First, the statutes that displace the common law, like the Illinois ODA and WCA, are confined by their own definitions and exceptions. Section 2 of the ODA cross-references certain categories of employers excluded by the WCA and excludes them as well. 820 Ill. Comp. Stat. 310/2(a). The relevant provisions of the WCA exclude some households employing domestic workers, as well as small agricultural enterprises and corporate officers who elect to opt out of coverage. 820 Ill. Comp. Stat. 305/3, ¶¶ 17–19. For these excluded employers and employees, the ODA creates what amounts to a statutory claim for negligence that is also subject to the exclusivity provision. See 820 Ill. Comp. Stat. 310/3.

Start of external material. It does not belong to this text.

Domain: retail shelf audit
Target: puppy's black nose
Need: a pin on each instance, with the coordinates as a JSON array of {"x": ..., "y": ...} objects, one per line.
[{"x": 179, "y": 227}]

Thus, while the ODA's statutory provisions do cover nearly all potential common law claims, they do not cover the entire terrain. Even more important, Illinois courts do not interpret the ODA as quite as complete a death knell for common law negligence actions against employers as Safety National claims it is. Illinois courts understand the ODA's and WCA's exclusivity provisions as affirmative defenses that undercut a common law negligence action against an employer when they are raised. See, e.g., Washington v. Draper & Kramer, Inc., 11 Ill.App.3d 952, 298 N.E.2d 270 (1973) (reversing and remanding grant of summary judgment to employer upon determining that employee was not covered by WCA; further proceedings were necessary to develop employee's negligence action stemming from slip and fall on employer's premises).

For example, “an employer may decide against invoking the Act in the hope that the plaintiff's common law negligence claim will fail, thereby enabling it to escape liability completely.” Geise v. Phoenix Co. of Chicago, 159 Ill.2d 507, 203 Ill.Dec. 454, 639 N.E.2d 1273, 1276 (1994) (interpreting exclusivity provision in WCA, which mirrors that in ODA). Put simply, “the potential for [common law] tort liability exists until the defense is established.” Doyle v. Rhodes, 101 Ill.2d 1, 77 Ill.Dec. 759, 461 N.E.2d 382, 387 (1984).

The WCA and ODA are so closely related that the Illinois Supreme Court interprets them together and uses case law interpreting each to interpret the other. Dur–Ite Co. v. Indus. Comm'n, 394 Ill. 338, 68 N.E.2d 717, 720 (1946) (“The Workmen's Occupational Diseases Act and the Workmen's Compensation Act are homologous.”); see also Bercaw v. Domino's Pizza, Inc., 258 Ill.App.3d 211, 196 Ill.Dec. 469, 630 N.E.2d 166, 170 (Ill.App.1994) (discussing and comparing cases analyzing WCA and ODA interchangeably). We therefore benefit from and cite Illinois case law considering both statutes.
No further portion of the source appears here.